La legislación vigente reconoce que la viralización masiva amplifica el daño, ya que una vez difundido el contenido resulta extremadamente difícil controlar su circulación o eliminarlo por completo.

Más allá de la contingencia

El caso ha reabierto una discusión que trasciende a la figura de la senadora. Especialistas y organizaciones de derechos digitales han advertido que la violencia digital es una de las formas de agresión de más rápido crecimiento, impulsada por la facilidad con que imágenes, videos o datos personales pueden ser replicados y distribuidos en segundos.

La Ley 21.675 busca precisamente responder a esta nueva realidad, reconociendo que la violencia contra las mujeres ya no ocurre únicamente en espacios físicos o domésticos, sino también en entornos virtuales donde las agresiones pueden multiplicarse y permanecer disponibles indefinidamente.
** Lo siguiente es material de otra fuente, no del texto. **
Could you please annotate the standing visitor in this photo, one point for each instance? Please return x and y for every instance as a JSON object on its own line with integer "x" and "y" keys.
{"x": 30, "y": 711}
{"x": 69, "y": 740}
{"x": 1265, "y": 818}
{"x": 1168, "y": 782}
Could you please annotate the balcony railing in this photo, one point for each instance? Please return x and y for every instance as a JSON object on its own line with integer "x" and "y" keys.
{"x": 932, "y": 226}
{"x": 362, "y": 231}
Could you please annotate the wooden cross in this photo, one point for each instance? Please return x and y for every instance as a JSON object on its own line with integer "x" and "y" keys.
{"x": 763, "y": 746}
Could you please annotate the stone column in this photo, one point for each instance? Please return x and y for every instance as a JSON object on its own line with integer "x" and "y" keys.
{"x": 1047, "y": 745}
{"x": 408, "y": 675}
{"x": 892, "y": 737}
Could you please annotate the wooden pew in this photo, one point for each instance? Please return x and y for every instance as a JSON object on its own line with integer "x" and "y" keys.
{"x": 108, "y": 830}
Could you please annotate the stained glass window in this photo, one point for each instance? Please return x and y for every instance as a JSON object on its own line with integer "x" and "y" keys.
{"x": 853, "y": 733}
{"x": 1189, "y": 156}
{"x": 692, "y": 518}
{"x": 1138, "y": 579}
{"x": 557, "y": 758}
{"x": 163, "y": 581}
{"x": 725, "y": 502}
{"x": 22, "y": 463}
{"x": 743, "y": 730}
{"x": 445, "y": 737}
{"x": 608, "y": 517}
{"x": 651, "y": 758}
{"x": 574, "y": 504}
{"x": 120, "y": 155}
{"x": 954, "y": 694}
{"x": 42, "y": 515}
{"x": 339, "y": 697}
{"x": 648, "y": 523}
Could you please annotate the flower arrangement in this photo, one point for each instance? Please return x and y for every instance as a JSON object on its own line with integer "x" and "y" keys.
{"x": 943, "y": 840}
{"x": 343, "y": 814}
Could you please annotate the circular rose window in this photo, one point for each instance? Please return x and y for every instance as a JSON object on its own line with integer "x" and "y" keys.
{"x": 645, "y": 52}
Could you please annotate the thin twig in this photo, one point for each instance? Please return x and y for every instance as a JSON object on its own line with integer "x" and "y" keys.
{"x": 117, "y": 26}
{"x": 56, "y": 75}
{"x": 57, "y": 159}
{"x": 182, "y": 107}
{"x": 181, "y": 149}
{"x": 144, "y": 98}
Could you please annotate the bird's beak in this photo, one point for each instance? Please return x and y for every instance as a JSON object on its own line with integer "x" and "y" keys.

En ese contexto, el mensaje de las autoridades apunta a reforzar una idea central: la privacidad y el consentimiento siguen siendo derechos fundamentales, también en internet. La difusión de contenido íntimo sin autorización no constituye un conflicto privado ni una simple exposición en redes sociales, sino una conducta que la legislación chilena reconoce como una forma de violencia de género susceptible de sanción.

Ley Integral fue diseñada para proteger a todas las mujeres, independientemente de sus posiciones políticas. De hecho, tras la denuncia de Flores, tanto la exministra Antonia Orellana como otras autoridades y parlamentarias condenaron la difusión de imágenes íntimas no consentidas y recordaron que esta conducta está sancionada por la Ley 21.675.